D’autre part, le texte propose de nombreuses références musicales. La musique est tantôt diégétique, passant à la radio, chez l’un, chez l’autre, tantôt dans la tête du professeur qui répète en boucle quelques mesures de Bach ou bien se souvient d’avoir assisté à une représentation de Brahms. On trouve des références à plusieurs fugues de Bach, à la 1ère Symphonie de Brahms, à Paganini, à Georges Enesco, et à de nombreux classiques de Jazz.

 Le secret du flamand.

Un secret existe bien autour de la toile du flamand. Le jeune homme est vivant. Quelques personnes l’ont vu bouger, aller et venir. Il est même apparu dans un rêve de Nora pour lui dévoiler son identité, pour briser son anonymat. Les personnes affirmant que le flamand est vivant présentent tous un point commun : la peur de la mort. Aussi le fils de Ion qui est un personnage solide et sans peurs, pense sa femme folle ou délirante.

Ion lui-même n’avait pas pris très au sérieux la confidence de Nora à propos de son rêve. Mais depuis sa chute dans la salle de bain, Ion craint la mort, la sent s’approcher inévitablement. C’est peut-être la raison pour laquelle il oublie ses comprimés et qu’il décide de rompre les interdictions de fumer ou de boire ce jour-là.

Ion est seul au volant de sa voiture, seul contre le monde entier, seul face à sa peur de la mort, seul face à son passé, ses traumatismes, face à Nora et son « anonyme flamand ».

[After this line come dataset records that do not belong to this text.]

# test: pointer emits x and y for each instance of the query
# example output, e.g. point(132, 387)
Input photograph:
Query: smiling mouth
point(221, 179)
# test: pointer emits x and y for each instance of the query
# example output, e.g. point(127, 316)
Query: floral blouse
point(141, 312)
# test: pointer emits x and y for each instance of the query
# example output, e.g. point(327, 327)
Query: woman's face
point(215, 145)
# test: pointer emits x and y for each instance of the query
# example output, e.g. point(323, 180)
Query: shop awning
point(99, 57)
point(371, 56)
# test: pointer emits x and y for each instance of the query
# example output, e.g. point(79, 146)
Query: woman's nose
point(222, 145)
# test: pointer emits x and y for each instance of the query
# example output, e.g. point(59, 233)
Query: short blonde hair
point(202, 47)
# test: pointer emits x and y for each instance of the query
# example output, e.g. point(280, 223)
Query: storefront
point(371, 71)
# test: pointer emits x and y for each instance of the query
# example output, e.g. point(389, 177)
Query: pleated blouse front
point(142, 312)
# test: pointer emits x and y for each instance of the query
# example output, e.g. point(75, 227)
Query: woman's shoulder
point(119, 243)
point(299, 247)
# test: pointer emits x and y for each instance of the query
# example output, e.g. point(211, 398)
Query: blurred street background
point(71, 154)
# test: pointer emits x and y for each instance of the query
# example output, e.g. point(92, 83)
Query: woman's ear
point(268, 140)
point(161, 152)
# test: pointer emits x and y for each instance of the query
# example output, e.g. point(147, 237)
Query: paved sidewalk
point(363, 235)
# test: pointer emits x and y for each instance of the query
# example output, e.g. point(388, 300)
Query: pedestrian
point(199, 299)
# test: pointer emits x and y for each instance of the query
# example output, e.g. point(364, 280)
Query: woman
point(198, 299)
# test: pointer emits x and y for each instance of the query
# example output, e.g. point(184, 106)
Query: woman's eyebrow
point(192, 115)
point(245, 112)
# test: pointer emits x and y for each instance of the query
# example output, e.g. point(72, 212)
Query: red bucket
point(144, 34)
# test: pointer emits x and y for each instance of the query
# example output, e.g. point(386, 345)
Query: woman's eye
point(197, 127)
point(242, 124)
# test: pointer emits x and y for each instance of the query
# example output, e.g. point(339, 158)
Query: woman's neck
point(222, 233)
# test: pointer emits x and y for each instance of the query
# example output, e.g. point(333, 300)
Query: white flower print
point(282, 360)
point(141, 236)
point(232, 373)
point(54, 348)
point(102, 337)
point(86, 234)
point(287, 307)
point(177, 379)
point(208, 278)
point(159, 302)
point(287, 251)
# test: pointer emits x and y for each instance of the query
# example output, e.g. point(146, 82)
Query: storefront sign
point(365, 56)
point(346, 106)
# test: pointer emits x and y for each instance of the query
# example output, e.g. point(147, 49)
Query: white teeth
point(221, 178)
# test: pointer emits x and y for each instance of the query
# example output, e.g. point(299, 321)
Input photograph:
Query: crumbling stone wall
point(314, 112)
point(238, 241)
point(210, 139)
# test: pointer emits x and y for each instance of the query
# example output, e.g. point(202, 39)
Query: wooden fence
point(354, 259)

Il est intéressant de noter que très tôt dans le roman, tandis qu’il feuillète ses notes sur les civilisations mortes, le professeur griffonne le mot futur sur la manchette d’une revue, puis en capitales LE FUTUR avant de le déchirer et de jeter le tout à la corbeille. Peut-être y a-t-il là un rejet de l’avenir, de ce qu’il y aura demain de la part du personnage, une explication hâtive de l’absence du futur dans les considérations de Ion.

L’Anonyme flamand est un livre délicieux, entêtant et envoûtant. L’écrivain nous livre en pagaille des émotions, des sensations, quelques scènes savoureuses, pleines d’humour, de rage étouffée ou de tendresse. On se prend d’affection pour Ion que personne ne semble aimer. Une jeune fille qu’il renverse en voiture – qui est plus ou moins le double de Nora – et qu’il raccompagne chez elle, lui lance avant de disparaître « Ô Seigneur ! J’étais pendant une heure dans une voiture en compagnie d’un monstre ! ». Ion est seul au volant de sa voiture, seul contre le monde entier, seul face à sa peur de la mort, seul face à son passé, ses traumatismes, face à Nora et son « anonyme flamand ».

  • L’anonyme flamand de Constantin Mateescu, traduit du roumain par Mariana Cojan NegulescuEditions Le Soupirail, 268 p., 23 €, 2014.